The new bill seeks to prevent social media companies from removing content or blocking accounts that have not broken any Polish laws. The Justice Minister Zbigniew Ziobro announced the bill in a press conference.
The bill will lead to the creation of a special court, dubbed Court for the Protection of Freedom of Speech. Polish social media users who feel their content has been wrongfully censored should first report the issue to the platform and allow 24 hours. If the platform does nothing or does not respond satisfactorily, the user has two days to petition the issue with the new special court, which has seven days to respond.

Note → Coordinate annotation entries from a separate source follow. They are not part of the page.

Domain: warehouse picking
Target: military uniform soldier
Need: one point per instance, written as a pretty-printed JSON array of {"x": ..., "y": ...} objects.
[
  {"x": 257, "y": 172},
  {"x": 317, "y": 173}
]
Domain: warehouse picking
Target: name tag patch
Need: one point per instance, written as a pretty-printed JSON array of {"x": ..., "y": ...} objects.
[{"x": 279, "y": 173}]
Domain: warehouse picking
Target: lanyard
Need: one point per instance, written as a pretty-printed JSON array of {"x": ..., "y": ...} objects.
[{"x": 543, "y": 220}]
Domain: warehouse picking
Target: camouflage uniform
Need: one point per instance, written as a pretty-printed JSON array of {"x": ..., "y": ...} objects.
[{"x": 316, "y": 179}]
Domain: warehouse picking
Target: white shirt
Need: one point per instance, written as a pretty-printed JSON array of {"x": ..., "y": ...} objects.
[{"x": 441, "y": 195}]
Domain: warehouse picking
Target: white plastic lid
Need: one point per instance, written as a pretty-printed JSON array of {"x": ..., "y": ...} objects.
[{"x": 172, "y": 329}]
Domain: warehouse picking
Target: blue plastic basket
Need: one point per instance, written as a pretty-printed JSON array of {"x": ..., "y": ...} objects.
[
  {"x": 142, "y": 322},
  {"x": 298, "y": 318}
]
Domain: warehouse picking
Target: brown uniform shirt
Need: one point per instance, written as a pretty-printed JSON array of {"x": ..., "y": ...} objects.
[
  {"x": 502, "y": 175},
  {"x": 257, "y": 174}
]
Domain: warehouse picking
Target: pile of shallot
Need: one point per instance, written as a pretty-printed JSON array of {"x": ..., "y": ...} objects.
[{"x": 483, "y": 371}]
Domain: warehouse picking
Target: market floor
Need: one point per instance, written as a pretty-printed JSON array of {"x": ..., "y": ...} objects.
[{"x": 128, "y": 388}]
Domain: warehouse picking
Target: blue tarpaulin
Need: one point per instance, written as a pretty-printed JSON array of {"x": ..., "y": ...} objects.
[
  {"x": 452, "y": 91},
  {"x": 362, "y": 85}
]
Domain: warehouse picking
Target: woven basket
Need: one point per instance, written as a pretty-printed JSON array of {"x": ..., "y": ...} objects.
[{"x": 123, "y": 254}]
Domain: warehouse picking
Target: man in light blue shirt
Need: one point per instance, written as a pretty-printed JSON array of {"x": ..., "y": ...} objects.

Once the court rules in favor of the social media user, the platform has to reinstate the account or reverse the removal of posts or risk being penalized by the Office of Electronic Communications for a fine of up to €1.8 million.
According to the Justice Minister, social media companies practice “ideological censorship” and, as a result, unfairly silence users “just because they express views and refer to values that are unacceptable from the point of view of communities, with an ever-stronger influence on the functioning of social media.
“The user of social media must feel that his rights are protected. Nor can there be any censorship of speech. Freedom of speech and freedom of debate are the essence of democracy,” the Polish Justice Minister added.
The new special court will also tackle blocking requests for content and accounts that actually violate Poland’s laws. It will also allow suits involving anonymous users. All a Polish social media user will need to sue an anonymous internet user is the offender’s pseudonym, the platform where the “offensive” post was posted, and the time and date of posting.
According to the Polish government, the new legislation is an enhancement of the EU’s Digital Services Act, which instead of protecting free speech, “focuses on removing prohibited content.”
“Poland wants to adopt its own regulations, effectively defending the constitutional right to freedom of expression, so that in the event of a dispute…the courts will decide on a possible violation of the law,” the government said in a press release.
Unfortunately, it might be some time until other countries make such a move since many nations are often pushing for more censorship, not less.